An accident sends us in search of emergency medical care
27 March 2011 | San Blas, Mexico
We managed the trip from Chacala without incident, including the difficult and shallow portion into the marina at San Blas. We arrived about 12:30 pm local time and determined that the marina office wasn't open. Later we remembered that it was Sunday and that they wouldn't be available until Monday. But, for the wrong reasons, we decided to have lunch aboard and then recheck the marina office to settle our slip fees before going into town. Karen suggested hamburgers, something I like a lot. It was too windy to barbeque them so Karen fried them. She elected to throw the grease and hamburger leavings over for the fish instead of putting them down the drain. Somehow she missed placing her foot on the back transom of the boat, causing her to fall into the backstay. This sort of thing happens all the time. We call them "boat bites". But this time Karen took a huge chunk of skin off her left arm. Skin turns out to be pretty thick, and incidentally include fat. These are things I know but would rather not see. This was one ugly wound.

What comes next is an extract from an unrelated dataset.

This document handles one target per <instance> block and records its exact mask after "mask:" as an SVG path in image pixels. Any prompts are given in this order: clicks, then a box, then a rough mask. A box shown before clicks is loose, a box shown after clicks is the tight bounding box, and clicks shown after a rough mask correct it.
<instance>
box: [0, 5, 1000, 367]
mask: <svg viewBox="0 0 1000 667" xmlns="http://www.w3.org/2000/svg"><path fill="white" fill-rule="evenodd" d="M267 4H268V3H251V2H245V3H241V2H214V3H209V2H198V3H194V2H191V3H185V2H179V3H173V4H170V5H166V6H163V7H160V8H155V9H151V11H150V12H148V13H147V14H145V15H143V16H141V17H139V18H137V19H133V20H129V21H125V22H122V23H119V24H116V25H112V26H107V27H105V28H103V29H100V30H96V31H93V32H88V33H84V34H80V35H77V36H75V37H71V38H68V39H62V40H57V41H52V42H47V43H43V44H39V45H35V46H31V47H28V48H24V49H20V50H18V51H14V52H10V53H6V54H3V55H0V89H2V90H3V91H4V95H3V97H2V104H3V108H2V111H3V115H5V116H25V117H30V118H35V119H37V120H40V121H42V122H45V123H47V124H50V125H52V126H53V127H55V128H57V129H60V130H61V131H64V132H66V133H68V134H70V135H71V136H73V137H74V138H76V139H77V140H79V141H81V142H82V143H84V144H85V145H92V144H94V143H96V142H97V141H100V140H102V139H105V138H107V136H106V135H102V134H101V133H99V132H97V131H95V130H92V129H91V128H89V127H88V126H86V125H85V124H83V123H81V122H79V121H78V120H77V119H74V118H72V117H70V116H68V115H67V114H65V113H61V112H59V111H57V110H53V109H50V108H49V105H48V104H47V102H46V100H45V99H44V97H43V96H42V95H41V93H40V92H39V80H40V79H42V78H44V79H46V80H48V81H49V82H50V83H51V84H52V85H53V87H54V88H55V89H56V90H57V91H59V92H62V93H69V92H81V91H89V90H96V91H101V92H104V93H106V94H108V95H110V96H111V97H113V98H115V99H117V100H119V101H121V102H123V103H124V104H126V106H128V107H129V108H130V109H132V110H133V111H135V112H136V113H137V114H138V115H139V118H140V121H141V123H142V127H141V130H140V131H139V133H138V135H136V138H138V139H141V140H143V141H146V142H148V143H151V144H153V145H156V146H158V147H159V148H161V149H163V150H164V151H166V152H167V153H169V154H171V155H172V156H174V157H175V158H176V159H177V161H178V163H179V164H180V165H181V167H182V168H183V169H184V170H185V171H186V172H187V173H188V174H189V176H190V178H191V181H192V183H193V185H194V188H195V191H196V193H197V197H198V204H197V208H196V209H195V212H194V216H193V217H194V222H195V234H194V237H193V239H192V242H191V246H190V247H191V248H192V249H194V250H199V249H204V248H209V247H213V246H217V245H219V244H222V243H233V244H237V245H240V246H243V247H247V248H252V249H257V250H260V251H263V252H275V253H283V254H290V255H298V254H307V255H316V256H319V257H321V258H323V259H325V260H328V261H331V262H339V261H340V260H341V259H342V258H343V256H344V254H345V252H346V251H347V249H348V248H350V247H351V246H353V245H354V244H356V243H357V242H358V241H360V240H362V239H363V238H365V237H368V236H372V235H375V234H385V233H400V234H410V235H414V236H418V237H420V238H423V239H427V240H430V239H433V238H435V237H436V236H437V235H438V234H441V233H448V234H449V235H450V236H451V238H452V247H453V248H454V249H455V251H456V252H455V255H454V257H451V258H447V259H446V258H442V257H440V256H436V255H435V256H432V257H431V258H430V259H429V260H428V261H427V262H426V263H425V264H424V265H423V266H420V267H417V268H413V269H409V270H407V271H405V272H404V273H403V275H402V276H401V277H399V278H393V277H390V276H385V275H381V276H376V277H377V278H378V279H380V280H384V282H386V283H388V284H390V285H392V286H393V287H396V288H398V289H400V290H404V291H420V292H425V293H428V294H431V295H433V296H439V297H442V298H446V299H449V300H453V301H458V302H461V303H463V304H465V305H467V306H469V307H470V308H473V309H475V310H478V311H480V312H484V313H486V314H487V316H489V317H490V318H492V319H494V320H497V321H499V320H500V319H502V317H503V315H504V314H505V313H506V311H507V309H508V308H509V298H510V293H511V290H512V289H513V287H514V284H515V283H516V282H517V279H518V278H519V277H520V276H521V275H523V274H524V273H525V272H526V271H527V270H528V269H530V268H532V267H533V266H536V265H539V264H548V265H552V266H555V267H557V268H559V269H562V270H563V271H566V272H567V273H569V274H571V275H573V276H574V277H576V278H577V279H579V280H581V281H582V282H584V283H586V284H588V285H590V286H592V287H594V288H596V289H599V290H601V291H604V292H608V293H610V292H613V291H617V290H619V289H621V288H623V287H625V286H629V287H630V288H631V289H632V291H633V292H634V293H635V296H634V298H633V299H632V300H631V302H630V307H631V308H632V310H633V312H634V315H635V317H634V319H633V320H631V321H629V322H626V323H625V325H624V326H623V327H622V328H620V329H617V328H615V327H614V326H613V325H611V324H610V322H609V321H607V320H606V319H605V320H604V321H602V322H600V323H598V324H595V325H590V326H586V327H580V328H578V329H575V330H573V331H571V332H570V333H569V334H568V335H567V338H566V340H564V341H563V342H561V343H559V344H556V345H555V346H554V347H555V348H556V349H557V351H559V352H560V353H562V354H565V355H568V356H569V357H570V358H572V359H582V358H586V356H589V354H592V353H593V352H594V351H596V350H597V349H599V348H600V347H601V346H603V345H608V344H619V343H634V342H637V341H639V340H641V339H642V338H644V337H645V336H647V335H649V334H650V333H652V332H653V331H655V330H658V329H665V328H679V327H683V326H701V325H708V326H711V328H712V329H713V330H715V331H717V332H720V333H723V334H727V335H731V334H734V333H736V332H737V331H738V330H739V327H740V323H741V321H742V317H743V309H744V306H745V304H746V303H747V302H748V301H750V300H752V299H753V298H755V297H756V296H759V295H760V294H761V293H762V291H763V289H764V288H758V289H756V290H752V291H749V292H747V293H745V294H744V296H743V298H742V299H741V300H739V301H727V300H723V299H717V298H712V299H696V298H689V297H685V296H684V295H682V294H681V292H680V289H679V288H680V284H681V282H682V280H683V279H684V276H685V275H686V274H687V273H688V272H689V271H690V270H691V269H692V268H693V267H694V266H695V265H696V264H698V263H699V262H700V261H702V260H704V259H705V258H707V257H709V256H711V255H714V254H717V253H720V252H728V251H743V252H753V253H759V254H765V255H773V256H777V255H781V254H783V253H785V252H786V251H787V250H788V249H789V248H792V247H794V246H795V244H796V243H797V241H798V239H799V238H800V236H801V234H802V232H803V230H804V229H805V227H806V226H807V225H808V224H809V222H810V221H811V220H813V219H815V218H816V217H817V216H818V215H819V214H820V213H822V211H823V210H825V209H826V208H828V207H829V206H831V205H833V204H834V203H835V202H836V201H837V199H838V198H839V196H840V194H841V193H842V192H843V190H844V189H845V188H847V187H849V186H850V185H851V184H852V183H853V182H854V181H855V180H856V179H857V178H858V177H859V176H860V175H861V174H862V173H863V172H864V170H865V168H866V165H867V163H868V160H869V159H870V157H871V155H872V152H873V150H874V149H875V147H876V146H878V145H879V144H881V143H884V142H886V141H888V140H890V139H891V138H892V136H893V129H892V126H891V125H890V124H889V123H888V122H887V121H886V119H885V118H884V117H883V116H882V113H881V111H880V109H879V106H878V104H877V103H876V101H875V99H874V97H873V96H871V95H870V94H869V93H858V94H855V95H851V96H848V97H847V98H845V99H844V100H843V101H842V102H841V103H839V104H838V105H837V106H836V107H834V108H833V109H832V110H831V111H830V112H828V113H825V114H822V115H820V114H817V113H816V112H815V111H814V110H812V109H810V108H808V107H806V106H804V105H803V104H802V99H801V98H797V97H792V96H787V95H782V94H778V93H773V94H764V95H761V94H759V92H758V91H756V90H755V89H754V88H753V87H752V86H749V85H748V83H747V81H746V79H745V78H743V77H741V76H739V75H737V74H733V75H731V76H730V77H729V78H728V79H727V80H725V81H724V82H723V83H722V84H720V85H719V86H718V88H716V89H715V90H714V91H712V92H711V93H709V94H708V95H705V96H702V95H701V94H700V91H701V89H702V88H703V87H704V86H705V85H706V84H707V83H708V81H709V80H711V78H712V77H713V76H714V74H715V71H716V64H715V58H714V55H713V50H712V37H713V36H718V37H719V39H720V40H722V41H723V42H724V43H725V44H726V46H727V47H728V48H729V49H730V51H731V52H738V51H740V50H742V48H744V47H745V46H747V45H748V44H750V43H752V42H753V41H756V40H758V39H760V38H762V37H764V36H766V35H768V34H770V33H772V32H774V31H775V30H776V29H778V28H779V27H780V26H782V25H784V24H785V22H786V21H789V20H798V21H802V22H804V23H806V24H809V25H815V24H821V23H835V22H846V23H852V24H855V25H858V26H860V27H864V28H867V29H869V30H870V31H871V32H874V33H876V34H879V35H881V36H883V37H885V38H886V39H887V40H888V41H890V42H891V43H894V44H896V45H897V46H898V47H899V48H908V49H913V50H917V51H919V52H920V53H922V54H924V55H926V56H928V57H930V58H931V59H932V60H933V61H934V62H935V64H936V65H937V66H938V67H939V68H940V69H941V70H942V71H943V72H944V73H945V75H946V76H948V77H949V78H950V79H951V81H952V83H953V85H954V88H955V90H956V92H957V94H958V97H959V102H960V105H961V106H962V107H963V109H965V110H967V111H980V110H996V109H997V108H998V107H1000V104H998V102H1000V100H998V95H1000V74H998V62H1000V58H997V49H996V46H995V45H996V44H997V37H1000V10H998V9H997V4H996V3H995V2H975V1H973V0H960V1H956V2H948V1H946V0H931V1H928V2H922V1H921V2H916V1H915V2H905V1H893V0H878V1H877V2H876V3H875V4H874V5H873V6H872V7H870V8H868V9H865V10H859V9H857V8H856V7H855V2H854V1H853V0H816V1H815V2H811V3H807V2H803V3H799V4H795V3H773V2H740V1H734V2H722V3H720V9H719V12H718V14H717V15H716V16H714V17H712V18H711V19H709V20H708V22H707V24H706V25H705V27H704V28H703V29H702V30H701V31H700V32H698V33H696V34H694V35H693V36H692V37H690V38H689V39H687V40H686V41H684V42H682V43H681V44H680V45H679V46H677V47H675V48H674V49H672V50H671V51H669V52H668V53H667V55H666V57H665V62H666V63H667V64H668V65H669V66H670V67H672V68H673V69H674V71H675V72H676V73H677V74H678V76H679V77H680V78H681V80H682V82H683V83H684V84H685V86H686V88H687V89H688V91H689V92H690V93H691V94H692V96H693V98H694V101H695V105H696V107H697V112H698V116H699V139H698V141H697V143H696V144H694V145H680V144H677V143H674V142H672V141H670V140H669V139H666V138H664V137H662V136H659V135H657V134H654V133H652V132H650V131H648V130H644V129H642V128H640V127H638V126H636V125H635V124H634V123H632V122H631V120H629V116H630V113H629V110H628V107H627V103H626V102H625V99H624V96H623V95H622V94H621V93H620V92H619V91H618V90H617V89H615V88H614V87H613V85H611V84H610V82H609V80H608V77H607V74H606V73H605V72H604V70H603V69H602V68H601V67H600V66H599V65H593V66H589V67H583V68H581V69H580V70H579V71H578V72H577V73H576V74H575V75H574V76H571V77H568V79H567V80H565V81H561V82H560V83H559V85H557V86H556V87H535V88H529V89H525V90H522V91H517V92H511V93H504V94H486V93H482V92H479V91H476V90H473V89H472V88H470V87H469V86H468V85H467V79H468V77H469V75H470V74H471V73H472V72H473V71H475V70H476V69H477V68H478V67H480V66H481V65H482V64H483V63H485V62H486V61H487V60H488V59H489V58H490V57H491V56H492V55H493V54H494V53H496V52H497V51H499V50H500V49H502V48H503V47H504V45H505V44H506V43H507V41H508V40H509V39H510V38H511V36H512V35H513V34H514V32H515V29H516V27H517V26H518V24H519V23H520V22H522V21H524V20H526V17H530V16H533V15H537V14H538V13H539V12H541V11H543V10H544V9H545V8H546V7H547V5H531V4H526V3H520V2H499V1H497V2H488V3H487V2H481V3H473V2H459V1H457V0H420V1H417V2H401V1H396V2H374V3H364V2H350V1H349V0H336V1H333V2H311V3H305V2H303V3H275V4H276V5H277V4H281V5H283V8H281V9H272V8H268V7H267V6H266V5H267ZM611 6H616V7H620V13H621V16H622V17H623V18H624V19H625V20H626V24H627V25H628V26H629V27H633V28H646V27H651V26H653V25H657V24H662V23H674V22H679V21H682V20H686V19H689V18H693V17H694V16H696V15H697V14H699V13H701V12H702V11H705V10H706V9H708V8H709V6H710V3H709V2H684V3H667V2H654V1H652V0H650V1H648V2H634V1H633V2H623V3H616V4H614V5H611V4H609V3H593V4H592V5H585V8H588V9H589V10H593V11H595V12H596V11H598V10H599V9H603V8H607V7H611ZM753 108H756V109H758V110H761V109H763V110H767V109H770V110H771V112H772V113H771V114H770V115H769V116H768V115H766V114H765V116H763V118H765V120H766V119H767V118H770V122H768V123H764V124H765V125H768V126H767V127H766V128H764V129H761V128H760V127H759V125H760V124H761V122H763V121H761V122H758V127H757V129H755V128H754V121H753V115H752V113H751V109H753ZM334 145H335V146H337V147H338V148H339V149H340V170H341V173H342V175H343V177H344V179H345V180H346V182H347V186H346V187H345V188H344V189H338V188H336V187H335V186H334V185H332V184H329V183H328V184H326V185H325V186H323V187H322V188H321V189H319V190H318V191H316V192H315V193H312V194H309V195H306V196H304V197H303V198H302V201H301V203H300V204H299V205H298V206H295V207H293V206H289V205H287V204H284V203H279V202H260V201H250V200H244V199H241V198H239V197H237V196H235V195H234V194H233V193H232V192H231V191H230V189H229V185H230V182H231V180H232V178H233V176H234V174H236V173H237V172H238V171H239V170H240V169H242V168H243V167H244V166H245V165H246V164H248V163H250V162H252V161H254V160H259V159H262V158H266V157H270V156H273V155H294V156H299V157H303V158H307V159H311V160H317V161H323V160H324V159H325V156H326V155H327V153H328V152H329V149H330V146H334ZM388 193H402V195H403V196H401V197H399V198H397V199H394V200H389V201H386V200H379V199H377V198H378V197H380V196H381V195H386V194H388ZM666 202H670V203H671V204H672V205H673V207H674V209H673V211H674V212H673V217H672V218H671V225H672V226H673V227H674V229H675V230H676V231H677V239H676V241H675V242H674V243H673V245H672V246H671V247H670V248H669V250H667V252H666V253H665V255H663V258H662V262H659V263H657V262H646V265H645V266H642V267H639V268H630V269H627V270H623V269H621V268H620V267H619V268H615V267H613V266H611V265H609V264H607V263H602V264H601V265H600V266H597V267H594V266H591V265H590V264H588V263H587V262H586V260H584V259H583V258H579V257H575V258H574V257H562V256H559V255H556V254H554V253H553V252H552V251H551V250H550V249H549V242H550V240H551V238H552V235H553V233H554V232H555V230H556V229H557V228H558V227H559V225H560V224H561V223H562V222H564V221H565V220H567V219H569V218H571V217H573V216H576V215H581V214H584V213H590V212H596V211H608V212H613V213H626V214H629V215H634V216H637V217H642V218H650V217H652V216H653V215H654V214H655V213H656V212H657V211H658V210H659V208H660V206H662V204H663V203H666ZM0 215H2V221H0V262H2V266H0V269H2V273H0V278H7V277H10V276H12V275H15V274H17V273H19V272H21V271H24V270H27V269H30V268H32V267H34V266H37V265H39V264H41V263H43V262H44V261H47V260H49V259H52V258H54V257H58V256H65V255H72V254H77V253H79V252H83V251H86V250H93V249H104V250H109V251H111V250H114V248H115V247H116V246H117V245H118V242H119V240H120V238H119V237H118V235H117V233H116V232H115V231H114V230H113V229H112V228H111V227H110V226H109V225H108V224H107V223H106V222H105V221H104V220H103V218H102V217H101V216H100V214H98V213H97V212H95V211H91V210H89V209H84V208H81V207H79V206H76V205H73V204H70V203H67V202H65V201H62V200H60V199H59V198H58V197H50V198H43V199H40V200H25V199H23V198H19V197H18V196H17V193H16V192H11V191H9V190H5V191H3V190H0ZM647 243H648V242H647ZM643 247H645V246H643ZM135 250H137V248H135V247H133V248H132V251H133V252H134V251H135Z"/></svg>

We left immediately for the marina office where an employee (Miguel) volunteered a pickup truck to take us into the hospital. The hospital didn't have any doctors at its emergency care clinic. They would come in half an hour (but this is Mexico so you can't take that too seriously). There was an urgent care facility about a block and a half away. We got there just as Ricardo, the doctor, was coming back from lunch. He didn't speak any english but he set about caring for Karen with practiced ease. Without an assistant he managed the entire setup, procedure, and clean up. I've posted a few pictures. He did all the steps that we would see in the United States and we were in the right place. His tool sets were sterilized and ready and prepackaged. He had the anticeptic and irrigation water. He used a wastebasket for the collection of the runoff. It was instant care. Cost? nothing. We ended up giving him some money for the antibotics and pain medications that he provided to us before we left. We volunteered it, it was not required. Paperwork? none at all. Miguel waited for us outside in the truck and took us back to our boat. I wonder what would have been his experience if this same accident happened to him when he was visiting the US? Another thing to realize is that this is a LITTLE, IMPOVERISHED town. This is NOT a resort community. It is famous only for its no see um's. The community gives BASIC a new level of understanding. Yet everyone here is friendly and helpful. There is a theft problem (which is why we are at the marina) which tends to keep cruisers away. So there aren't a lot of gringo's here.
It took about an hour total before Karen was resting in bed on the boat. Larry walked back to town and brought home a lobster dinner for her. (3 large lobsters were $350 pesos, about $30 USD).
Tomorrow we will take the jungle river tour. they say it is the thing that must be done here.